As someone whose last classroom experience was with adults on a college campus, I had an idea in my head of what the “library as classroom” might look like. I was picturing a mixture of lectures from the librarian and build time, kids who would want to hear my explanations of why their code wasn’t working. Of course, anyone who works with kids in the library (or out of it) is probably laughing at me right now. Those kids were ready to start making messes as soon as the librarian let them open the lids of their kits, and they’ve had so much fun since then.
This module, I particularly resonated with Joshua Block’s article on Embracing Messy Learning. Even while those kids are going through the on-screen instructions and example code, they run into dead ends. They try to add crazy arms to their robots that get stuck, or code blocks that will make the robot do an extra dance. They run experiments with different motor speeds. Sometimes the Bluetooth just won’t connect, and they don’t want me to turn it off and turn it back on again to fix the problem. One kid might sit and pout while the other hogs the laptop.

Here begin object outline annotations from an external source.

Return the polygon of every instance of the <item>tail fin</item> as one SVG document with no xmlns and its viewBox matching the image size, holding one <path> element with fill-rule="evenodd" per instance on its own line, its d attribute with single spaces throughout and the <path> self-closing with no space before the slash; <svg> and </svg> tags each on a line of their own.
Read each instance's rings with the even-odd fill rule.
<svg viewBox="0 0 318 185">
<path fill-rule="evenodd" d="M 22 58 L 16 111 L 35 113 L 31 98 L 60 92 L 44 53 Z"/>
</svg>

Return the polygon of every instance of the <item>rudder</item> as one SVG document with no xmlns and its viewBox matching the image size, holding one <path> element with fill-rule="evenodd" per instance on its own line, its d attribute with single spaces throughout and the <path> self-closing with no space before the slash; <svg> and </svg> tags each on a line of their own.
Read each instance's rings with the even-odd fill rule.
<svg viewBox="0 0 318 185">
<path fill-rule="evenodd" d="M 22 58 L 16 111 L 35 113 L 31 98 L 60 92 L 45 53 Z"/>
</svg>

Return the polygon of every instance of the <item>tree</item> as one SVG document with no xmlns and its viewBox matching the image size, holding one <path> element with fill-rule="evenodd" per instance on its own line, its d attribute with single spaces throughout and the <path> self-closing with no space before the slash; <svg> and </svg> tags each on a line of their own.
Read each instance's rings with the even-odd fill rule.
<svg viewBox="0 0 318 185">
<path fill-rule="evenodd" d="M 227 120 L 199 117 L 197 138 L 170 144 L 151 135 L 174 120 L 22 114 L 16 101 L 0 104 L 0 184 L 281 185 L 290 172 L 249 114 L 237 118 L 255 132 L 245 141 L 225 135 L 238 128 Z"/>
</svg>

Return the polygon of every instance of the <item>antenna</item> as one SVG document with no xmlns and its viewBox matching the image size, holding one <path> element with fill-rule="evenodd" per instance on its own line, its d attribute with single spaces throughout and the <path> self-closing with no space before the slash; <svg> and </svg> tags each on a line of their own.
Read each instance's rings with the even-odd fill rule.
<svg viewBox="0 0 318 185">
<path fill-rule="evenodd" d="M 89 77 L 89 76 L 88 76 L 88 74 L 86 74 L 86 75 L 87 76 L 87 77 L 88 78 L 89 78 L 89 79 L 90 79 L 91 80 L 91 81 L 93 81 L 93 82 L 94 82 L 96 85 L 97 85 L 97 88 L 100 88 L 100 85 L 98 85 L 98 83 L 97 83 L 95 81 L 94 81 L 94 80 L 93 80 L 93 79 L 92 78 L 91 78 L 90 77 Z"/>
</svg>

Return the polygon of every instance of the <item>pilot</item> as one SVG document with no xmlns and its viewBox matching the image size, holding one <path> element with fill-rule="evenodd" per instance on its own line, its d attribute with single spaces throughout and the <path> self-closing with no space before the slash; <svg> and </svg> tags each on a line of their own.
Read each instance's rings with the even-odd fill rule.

Block talks about the “messy stage”–when “groups do not seem to be accomplishing very much, there seems to be very little engagement or commitment to the project, and groups are not effectively communicating.” And yet, the kids are still planning, thinking, and growing during those moments of frustration. I know from experience that learning to code really means learning how to problem-solve. Over the weeks, they’ve started to identify themselves as coders and builders. And then they get to play with a meowing line-following robot with an extra battering ram that they put together with their own hands.